JSPL’s operational performance meanwhile remains subdued. Less than a week ago, ICRA had downgraded its rating on the company’s long-term and short-term borrowings. In its report, the rating agency indicated the downgrade was primarily due to weak revenue realisation on the back of a subdued environment for steel manufacturers; issues impending the sourcing of coal due to a Supreme Court order cancelling coal blocks allocated to JSPL; and the company’s inability to monetise some of its investments within a reasonable timeframe.

JSPL: Too much cheer for nothing?
  About 70 per cent of the company’s revenue continues to be accounted for by its steel operations. As of June 30 this year, Rs 34,410 crore of capital was deployed in this business (a year-on-year increase of about 55 per cent). JSPL’s consolidated loans stood at Rs 45,312 crore and the interest burden Rs 852 crore (up 59 per cent). That, along with higher depreciation (Rs 747 crore; up 12 per cent due to expanded capacities), saw the company report a net loss of Rs 355 crore for the June quarter, compared with a net profit of Rs 402 crore for the year-ago period. A fall in net realisations also hit profitability (the earnings before interest, tax, depreciation and amortisation margin was down 12 percentage points).
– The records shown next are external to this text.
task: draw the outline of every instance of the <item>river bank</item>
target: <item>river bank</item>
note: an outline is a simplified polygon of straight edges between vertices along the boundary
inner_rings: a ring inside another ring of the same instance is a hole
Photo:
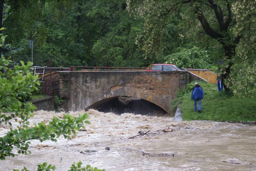
[[[256,121],[256,95],[239,97],[218,91],[216,84],[200,82],[205,95],[202,113],[194,111],[194,100],[190,99],[194,83],[178,93],[177,100],[183,120],[202,120],[230,122],[253,123]],[[179,94],[179,93],[180,93]]]

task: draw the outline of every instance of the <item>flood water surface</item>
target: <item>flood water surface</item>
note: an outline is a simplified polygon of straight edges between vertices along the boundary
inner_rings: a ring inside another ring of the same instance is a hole
[[[77,116],[84,111],[71,113]],[[175,122],[165,116],[88,111],[91,122],[70,140],[32,141],[31,154],[0,161],[0,170],[36,170],[47,162],[55,170],[74,162],[106,170],[256,170],[256,125],[205,121]],[[31,125],[64,113],[34,113]],[[13,123],[15,124],[15,123]],[[165,131],[172,132],[164,132]],[[0,128],[0,136],[8,130]],[[133,138],[129,138],[145,133]],[[108,148],[109,147],[109,150]],[[14,150],[14,152],[15,151]]]

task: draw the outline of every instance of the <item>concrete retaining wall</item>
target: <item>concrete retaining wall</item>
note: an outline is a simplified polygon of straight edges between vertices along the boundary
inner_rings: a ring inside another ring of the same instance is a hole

The operating profit of Rs 1,018 crore was a little more than interest costs.
 
Through the past couple of years, things have taken a turn for the worse, especially with debt rising and coal blocks being de-allocated. During FY12-15, JSPL’s consolidated gross debt rose from Rs 17,091 crore to Rs 45,500 crore. While net sales remained in the Rs 18,900-20,400 crore band, operating profits fell from Rs 6,000 crore to Rs 4,065 crore.
 
Meanwhile, the company’s power business has also suffered, owing to lack of captive coal and a decline in merchant power rates. Generation declined 23 per cent year-on-year in the June quarter, while the profit after tax fell to Rs 26 crore from Rs 195 crore in the year-ago period.
 
For the company, operational challenges could grow if its move challenging a Supreme Court order (regarding coal block allocations) is stuck down.
 
Until conditions improve, the JSPL stock may not be a buy. In a Bloomberg poll, three of the 13 analysts have a ‘sell’ rating on the stock; the rest have a ‘neutral’ rating.

CLARIFICATION
An earlier version of this article had wrongly mentioned that JSPL did not manufacture hot-rolled steel. Some of the analysis that followed was based on this information, which has been corrected. The errors are regretted.